Seth Larson, développeur de sécurité en résidence à la Python Software Foundation, a soulevé la question dans un billet de blog la semaine dernière, exhortant les personnes qui signalent des bogues à ne pas utiliser de systèmes d'IA pour la chasse aux bogues. « Récemment, j'ai remarqué une augmentation des rapports de sécurité de qualité extrêmement médiocre, spammés et hallucinés par LLM dans les projets open source », écrit-il, rappelant les résultats similaires obtenus par le projet Curl en janvier. « Ces rapports semblent à première vue potentiellement légitimes et nécessitent donc du temps pour être réfutés ».
Larson estime que les rapports de mauvaise qualité doivent être traités comme s'ils étaient malveillants.
Une montée en flèche des rapports automatisés
Les mainteneurs jouent un rôle essentiel dans l'univers de l'open source.
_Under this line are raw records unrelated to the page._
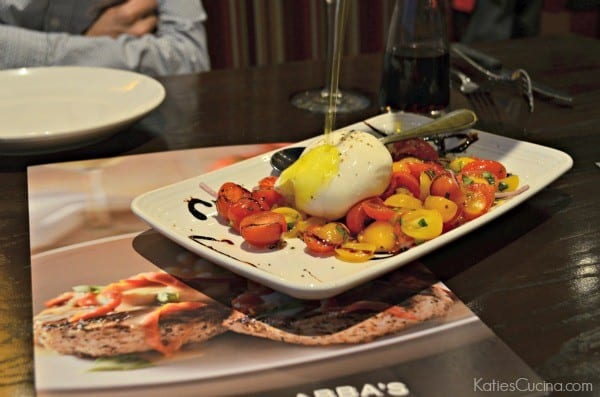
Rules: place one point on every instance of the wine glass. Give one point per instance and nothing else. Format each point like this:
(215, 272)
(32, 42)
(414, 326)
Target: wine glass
(318, 100)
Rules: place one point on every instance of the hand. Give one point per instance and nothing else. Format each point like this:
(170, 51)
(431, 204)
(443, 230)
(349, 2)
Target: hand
(134, 17)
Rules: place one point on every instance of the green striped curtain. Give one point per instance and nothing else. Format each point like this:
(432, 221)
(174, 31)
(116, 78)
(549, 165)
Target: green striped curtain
(246, 33)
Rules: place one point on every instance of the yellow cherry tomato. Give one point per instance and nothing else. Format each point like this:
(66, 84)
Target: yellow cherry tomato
(311, 221)
(422, 224)
(355, 252)
(459, 162)
(447, 208)
(508, 184)
(381, 234)
(424, 185)
(292, 217)
(334, 233)
(399, 166)
(403, 201)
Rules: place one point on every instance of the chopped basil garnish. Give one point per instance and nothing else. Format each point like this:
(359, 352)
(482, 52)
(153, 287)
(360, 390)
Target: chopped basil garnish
(120, 363)
(88, 288)
(489, 177)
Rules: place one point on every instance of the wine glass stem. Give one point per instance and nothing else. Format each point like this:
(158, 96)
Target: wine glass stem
(336, 14)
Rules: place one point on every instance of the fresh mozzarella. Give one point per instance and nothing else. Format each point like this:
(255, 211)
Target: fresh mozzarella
(336, 172)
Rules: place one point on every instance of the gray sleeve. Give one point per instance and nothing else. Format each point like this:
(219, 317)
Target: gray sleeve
(178, 45)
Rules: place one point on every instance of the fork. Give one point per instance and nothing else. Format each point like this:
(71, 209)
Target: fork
(519, 76)
(480, 99)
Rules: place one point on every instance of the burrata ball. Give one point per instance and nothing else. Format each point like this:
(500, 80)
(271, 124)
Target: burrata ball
(335, 172)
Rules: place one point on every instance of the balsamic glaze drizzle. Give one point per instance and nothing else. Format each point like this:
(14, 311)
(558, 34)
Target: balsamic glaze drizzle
(192, 208)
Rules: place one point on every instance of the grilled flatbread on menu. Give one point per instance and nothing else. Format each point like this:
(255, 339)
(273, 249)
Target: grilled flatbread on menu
(156, 311)
(381, 307)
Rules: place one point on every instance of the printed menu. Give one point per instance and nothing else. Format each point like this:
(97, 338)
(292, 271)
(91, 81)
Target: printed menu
(402, 334)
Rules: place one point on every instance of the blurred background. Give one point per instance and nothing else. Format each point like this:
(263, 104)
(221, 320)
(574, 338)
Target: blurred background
(248, 33)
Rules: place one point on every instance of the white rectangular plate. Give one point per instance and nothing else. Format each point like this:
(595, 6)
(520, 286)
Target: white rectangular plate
(292, 270)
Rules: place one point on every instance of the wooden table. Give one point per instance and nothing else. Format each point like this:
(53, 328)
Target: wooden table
(533, 275)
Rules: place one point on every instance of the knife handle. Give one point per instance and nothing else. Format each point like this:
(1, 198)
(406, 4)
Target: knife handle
(485, 60)
(558, 97)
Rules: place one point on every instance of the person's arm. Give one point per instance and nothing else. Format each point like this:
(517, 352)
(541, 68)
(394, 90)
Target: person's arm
(178, 45)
Ces bénévoles consacrent leur temps et leur expertise à maintenir des projets utilisés par des millions de personnes à travers le monde. Pourtant, ces derniers mois, un phénomène inquiétant perturbe leur travail : une multiplication des rapports de bogues de mauvaise qualité générés par des intelligences artificielles (IA).
Avec l’essor des outils d'IA comme ChatGPT, Bard ou Copilot, il est devenu plus facile que jamais pour les utilisateurs de générer des rapports de bogues. Ces outils, bien qu’impressionnants, génèrent parfois des rapports qui manquent de pertinence, sont mal formulés ou complètement hors sujet. Résultat : les mainteneurs se retrouvent à gérer une quantité croissante de « bruit », au détriment des problèmes légitimes.
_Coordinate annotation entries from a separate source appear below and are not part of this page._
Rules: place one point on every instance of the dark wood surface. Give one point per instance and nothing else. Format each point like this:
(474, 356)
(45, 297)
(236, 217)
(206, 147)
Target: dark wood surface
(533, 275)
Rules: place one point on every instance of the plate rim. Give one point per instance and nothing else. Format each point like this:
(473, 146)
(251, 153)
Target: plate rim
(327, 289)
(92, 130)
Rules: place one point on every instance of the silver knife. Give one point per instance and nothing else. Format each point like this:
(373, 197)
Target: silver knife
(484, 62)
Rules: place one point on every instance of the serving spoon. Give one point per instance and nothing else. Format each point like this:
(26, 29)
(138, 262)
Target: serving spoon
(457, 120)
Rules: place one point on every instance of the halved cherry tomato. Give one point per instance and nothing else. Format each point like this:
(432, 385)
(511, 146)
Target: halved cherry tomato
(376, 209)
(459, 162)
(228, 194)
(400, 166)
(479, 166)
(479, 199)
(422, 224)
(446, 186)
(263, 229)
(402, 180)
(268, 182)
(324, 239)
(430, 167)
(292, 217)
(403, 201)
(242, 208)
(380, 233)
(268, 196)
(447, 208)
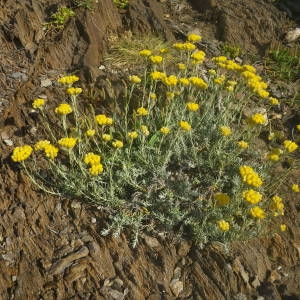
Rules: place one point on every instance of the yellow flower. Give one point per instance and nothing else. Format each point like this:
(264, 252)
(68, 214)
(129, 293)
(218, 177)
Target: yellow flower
(243, 144)
(133, 135)
(273, 101)
(184, 81)
(50, 151)
(145, 130)
(295, 188)
(156, 59)
(252, 196)
(38, 103)
(152, 96)
(199, 82)
(96, 169)
(185, 125)
(141, 111)
(194, 38)
(222, 199)
(74, 91)
(63, 109)
(170, 80)
(282, 227)
(134, 79)
(92, 159)
(249, 176)
(192, 106)
(164, 130)
(117, 144)
(181, 66)
(225, 130)
(68, 80)
(103, 120)
(21, 153)
(156, 75)
(290, 146)
(277, 206)
(40, 145)
(223, 225)
(67, 142)
(257, 212)
(145, 52)
(106, 137)
(258, 119)
(90, 132)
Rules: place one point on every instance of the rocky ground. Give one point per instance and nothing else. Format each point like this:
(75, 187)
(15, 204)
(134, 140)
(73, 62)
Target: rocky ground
(51, 248)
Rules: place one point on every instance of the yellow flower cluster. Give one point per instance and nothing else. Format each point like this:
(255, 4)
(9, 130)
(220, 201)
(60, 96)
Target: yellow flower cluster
(223, 225)
(96, 169)
(243, 144)
(198, 56)
(250, 177)
(50, 151)
(106, 137)
(252, 196)
(141, 111)
(277, 206)
(90, 132)
(145, 130)
(295, 188)
(21, 153)
(185, 125)
(225, 130)
(145, 52)
(68, 80)
(259, 119)
(170, 80)
(38, 103)
(133, 135)
(164, 130)
(40, 145)
(192, 106)
(156, 59)
(194, 38)
(74, 91)
(134, 79)
(117, 144)
(92, 159)
(67, 142)
(257, 212)
(103, 120)
(184, 46)
(290, 146)
(198, 82)
(63, 109)
(222, 199)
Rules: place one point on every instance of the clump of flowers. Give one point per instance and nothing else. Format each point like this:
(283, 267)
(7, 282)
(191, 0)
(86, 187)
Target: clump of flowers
(176, 150)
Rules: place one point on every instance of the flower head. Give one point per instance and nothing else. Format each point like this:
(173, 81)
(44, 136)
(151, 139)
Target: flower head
(67, 142)
(38, 103)
(185, 125)
(117, 144)
(63, 109)
(290, 146)
(50, 151)
(192, 106)
(21, 153)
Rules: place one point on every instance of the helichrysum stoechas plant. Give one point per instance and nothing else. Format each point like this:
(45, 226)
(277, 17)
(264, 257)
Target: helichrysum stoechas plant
(181, 154)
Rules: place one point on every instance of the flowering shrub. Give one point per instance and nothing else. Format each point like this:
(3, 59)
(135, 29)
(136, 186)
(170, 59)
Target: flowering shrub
(180, 156)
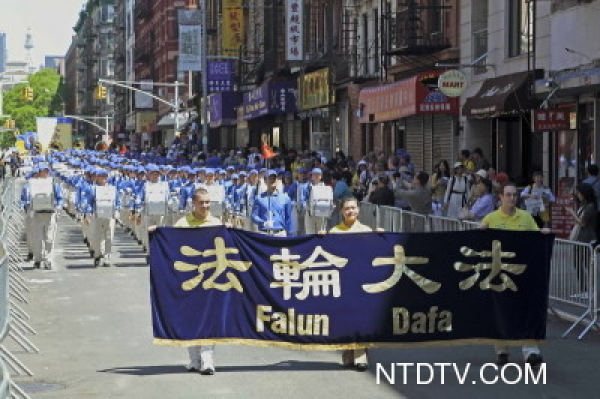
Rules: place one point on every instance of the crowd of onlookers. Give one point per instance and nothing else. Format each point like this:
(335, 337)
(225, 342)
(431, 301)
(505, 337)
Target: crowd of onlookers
(464, 188)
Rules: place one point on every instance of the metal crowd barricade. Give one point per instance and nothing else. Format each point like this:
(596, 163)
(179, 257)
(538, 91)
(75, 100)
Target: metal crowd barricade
(6, 328)
(441, 223)
(389, 218)
(368, 214)
(470, 225)
(12, 288)
(573, 281)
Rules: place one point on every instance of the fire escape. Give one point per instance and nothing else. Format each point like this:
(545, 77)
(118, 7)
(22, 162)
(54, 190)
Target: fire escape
(333, 39)
(263, 52)
(415, 32)
(144, 44)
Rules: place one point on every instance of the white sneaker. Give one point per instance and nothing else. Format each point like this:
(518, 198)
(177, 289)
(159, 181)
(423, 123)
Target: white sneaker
(581, 295)
(193, 367)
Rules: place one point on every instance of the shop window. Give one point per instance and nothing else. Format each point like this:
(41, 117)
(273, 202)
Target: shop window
(520, 23)
(479, 31)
Les mainteneurs rapportent une tendance claire : des rapports contenant des descriptions vagues, des solutions proposées incorrectes, ou des erreurs inexistantes. Dans certains cas, des IA « inventent » des problèmes à partir d’une compréhension superficielle du code. Ces rapports peuvent sembler crédibles, mais nécessitent souvent un temps considérable pour être vérifiés et écartés.
Une pression accrue sur les mainteneurs
Ce phénomène exacerbe une charge de travail déjà lourde. Beaucoup de mainteneurs sont des bénévoles qui jonglent entre leur travail, leur vie personnelle, et leurs responsabilités dans des projets open source. Traiter des rapports inutiles prend du temps, fatigue émotionnellement et peut entraîner un épuisement professionnel.
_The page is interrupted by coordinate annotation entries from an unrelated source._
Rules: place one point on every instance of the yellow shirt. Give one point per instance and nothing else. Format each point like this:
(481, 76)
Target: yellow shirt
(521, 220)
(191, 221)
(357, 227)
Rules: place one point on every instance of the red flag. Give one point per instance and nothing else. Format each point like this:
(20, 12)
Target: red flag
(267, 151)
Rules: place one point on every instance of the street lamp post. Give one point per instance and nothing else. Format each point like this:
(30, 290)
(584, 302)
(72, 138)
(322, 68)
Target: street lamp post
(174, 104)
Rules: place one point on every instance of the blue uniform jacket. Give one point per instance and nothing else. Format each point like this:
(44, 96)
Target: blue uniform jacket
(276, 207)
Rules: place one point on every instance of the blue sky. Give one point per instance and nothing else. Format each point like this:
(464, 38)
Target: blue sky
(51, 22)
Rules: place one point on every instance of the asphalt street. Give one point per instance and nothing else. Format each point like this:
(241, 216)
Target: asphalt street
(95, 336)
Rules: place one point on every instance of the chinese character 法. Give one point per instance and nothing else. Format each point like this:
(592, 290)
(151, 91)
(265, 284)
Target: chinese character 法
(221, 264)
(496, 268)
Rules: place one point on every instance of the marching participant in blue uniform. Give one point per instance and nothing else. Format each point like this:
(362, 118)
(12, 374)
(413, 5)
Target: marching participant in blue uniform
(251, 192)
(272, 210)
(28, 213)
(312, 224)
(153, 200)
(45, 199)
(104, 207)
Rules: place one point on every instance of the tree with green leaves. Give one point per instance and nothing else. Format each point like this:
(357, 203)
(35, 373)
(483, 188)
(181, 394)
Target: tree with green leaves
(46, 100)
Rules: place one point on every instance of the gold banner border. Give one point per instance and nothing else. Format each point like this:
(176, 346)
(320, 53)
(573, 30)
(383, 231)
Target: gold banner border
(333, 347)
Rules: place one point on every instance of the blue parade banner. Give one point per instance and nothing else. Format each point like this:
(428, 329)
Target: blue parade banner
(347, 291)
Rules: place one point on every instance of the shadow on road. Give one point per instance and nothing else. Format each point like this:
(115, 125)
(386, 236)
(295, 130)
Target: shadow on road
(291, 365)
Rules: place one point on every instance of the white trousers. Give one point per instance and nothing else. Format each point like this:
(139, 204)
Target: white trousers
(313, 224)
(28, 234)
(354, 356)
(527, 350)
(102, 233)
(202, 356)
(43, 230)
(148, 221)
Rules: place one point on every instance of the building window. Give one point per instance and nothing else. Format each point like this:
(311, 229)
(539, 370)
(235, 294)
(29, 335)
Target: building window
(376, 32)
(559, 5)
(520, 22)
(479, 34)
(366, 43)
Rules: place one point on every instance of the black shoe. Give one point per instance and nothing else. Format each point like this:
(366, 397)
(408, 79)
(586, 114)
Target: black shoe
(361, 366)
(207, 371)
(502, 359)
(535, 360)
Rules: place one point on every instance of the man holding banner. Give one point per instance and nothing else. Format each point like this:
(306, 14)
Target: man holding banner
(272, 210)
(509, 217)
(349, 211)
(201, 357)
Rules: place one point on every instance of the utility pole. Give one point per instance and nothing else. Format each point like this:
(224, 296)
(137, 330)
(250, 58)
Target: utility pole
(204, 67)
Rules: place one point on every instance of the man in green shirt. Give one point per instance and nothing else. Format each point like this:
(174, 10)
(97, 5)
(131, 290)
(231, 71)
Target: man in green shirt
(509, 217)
En outre, ces rapports nuisent aux discussions communautaires. Lorsque les canaux de communication sont saturés de contenu généré par l’IA, il devient plus difficile pour les utilisateurs humains de se faire entendre.
Pour Seth Larson, cette tendance est très préoccupante
Envoyé par Seth Larson
« Si cela arrive à une poignée de projets pour lesquels j'ai de la visibilité, alors je soupçonne que cela arrive à grande échelle aux projets open source. Cette tendance est très préoccupante.
« La sécurité est déjà un sujet qui n'est pas aligné avec la raison pour laquelle de nombreux mainteneurs donnent de leur temps aux logiciels open source, considérant plutôt la sécurité comme importante pour aider à protéger leurs utilisateurs. En tant que rapporteurs, il est essentiel de respecter ce temps souvent bénévole.
« Les rapports de sécurité qui font perdre du temps aux mainteneurs sont source de confusion, de stress, de frustration et, pour couronner le tout, d'un sentiment d'isolement dû à la nature secrète des rapports de sécurité. Tous ces sentiments peuvent contribuer à l'épuisement des contributeurs aux projets open source, qui jouissent probablement d'une grande confiance.
« À bien des égards, ces rapports de mauvaise qualité devraient être traités comme s'ils étaient malveillants. Même si ce n'est pas leur intention, le résultat est que les mainteneurs sont épuisés et plus réticents au travail de sécurité légitime ».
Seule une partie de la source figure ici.